(Reuters) – Restaurant Brands International Inc (QSR.TO), formed out of Burger King’s takeover of Canadian coffee and doughnut chain Tim Hortons last year, reported a net loss in its first quarterly results after the merger.
U.S. fast-food chain Burger King bought Tim Hortons for C$12.64 billion last August, creating the world’s third-largest fast-food restaurant group.
Investors and industry experts say Tim Hortons’ coffee products can help Burger King chip away at McDonald’s Corp’s (MCD.N) dominance in the quick-serve breakfast market, while Burger King can help Tim Hortons expand in the United States and abroad.

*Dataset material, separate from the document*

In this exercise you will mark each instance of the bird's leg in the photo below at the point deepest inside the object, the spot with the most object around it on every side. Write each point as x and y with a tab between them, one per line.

Burger King and Tim Hortons are being managed as distinct and separate brands under the parent company.
Comparable sales at Tim Hortons grew 4.1 percent, while comparable sales at Burger King increased 3 percent in the quarter, Oakville, Ontario-based Restaurant Brands said.

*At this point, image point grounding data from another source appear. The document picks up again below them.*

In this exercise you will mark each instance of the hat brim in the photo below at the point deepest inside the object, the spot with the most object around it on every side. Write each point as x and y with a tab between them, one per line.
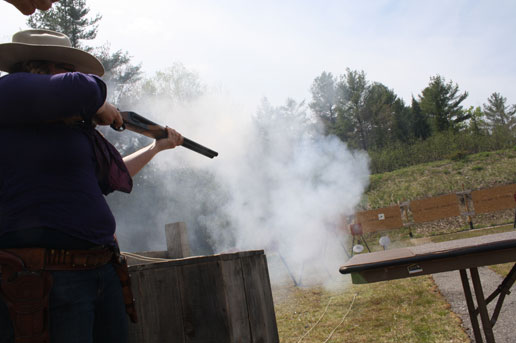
12	53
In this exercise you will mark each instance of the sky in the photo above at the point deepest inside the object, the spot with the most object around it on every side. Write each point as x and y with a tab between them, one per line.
275	49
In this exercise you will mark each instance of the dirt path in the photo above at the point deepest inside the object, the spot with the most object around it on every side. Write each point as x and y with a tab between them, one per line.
450	286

Restaurant Brands, which has more than 18,000 restaurants in 100 countries, posted a net loss attributable to shareholders of $514.2 million, or $2.52 per share, for the fourth quarter ended Dec 31.
The company reported total revenue of $416.3 million in the quarter.
Up to Friday’s close, Restaurant Brands’ stock had risen about 14 percent since its listing on the Toronto Stock Exchange.